Additionally, recommendations regarding aspirin and/or direct oral anticoagulant therapy for individuals with decreased left ventricular (LV) systolic function (ejection fraction ≤35%-40%) and no atrial fibrillation (AF) or LV thrombus are provided. Based on evidence from the WARCEF (Warfarin vs Aspirin in Reduced Cardiac Ejection Fraction)47 and COMMANDER HF (A Study to Assess the Effectiveness and Safety of Rivaroxaban in Reducing the Risk of Death, Myocardial Infarction or Stroke in Participants with Heart Failure and Coronary Artery Disease Following an Episode of Decompensated Heart Failure)48 trials, the 2024 Guideline does not recommend the use of anticoagulation among individuals with a reduced LV ejection fraction and no AF or LV thrombus due to an increased risk of major bleeding events (Class 3 recommendation, harm).

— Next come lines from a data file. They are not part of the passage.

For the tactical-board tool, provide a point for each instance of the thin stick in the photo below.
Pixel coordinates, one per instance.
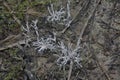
(70, 70)
(14, 17)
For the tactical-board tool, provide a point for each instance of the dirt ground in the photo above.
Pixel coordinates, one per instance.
(95, 22)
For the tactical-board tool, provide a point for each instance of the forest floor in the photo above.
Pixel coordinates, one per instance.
(97, 22)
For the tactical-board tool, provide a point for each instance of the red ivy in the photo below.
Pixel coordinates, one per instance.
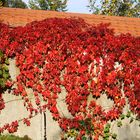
(82, 58)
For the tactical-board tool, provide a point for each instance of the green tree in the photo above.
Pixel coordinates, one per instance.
(17, 4)
(54, 5)
(129, 8)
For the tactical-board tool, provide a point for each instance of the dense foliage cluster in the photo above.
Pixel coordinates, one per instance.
(85, 60)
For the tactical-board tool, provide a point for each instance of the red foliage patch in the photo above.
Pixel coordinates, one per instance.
(84, 59)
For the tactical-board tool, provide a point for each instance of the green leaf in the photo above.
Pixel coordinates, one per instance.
(1, 54)
(128, 115)
(6, 62)
(131, 120)
(5, 68)
(122, 116)
(82, 123)
(119, 123)
(0, 72)
(5, 75)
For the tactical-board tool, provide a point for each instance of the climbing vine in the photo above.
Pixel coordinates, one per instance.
(84, 60)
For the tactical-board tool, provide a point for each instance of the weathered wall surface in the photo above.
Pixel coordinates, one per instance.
(15, 110)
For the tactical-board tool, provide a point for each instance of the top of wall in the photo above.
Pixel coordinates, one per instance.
(20, 17)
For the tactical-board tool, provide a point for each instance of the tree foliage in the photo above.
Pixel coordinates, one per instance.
(68, 55)
(55, 5)
(14, 4)
(129, 8)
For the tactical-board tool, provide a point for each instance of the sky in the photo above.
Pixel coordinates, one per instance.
(76, 6)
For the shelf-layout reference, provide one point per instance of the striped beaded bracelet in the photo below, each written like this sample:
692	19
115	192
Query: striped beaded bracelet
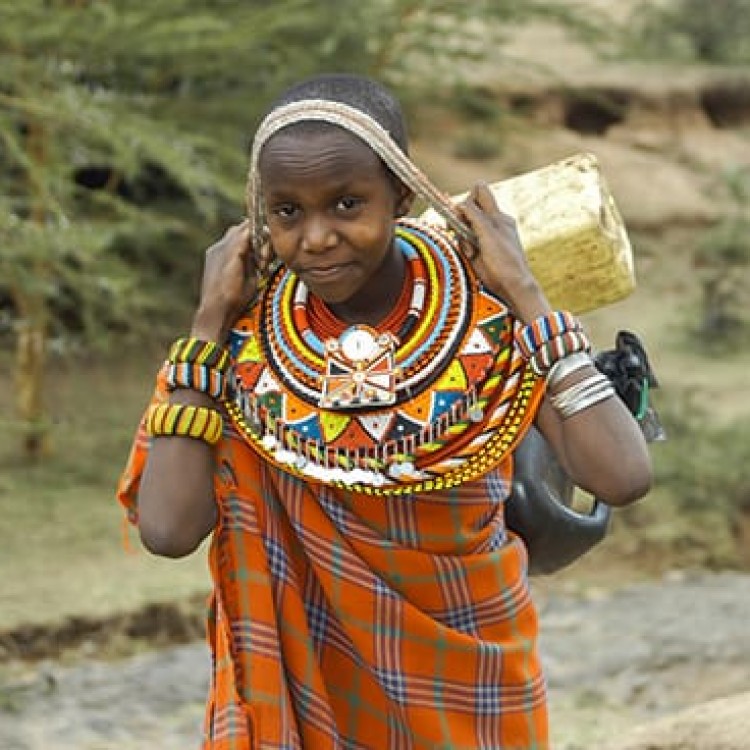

Although not directly addressed in the 2024 Primary Prevention of Stroke Guideline, anticoagulation for primary prevention of thromboembolic stroke among individuals with AF is covered in the 2023 Diagnosis and Management of Atrial Fibrillation Guideline. Among individuals with AF who have an annual risk of thromboembolic stroke ≥2% (CHA2DS2-VASc ≥2 in men or ≥3 in women), selection of anticoagulation is recommended to be based upon the annualized stroke rather than the pattern of AF (paroxysmal, persistent, long-standing persistent, or permanent).49
It is important for clinicians to have shared decision-making conversations with patients about their individualized stroke and bleeding risk, particularly for patients at very high stroke risk but whom have no other clear indication for antiplatelet or anticoagulant therapy.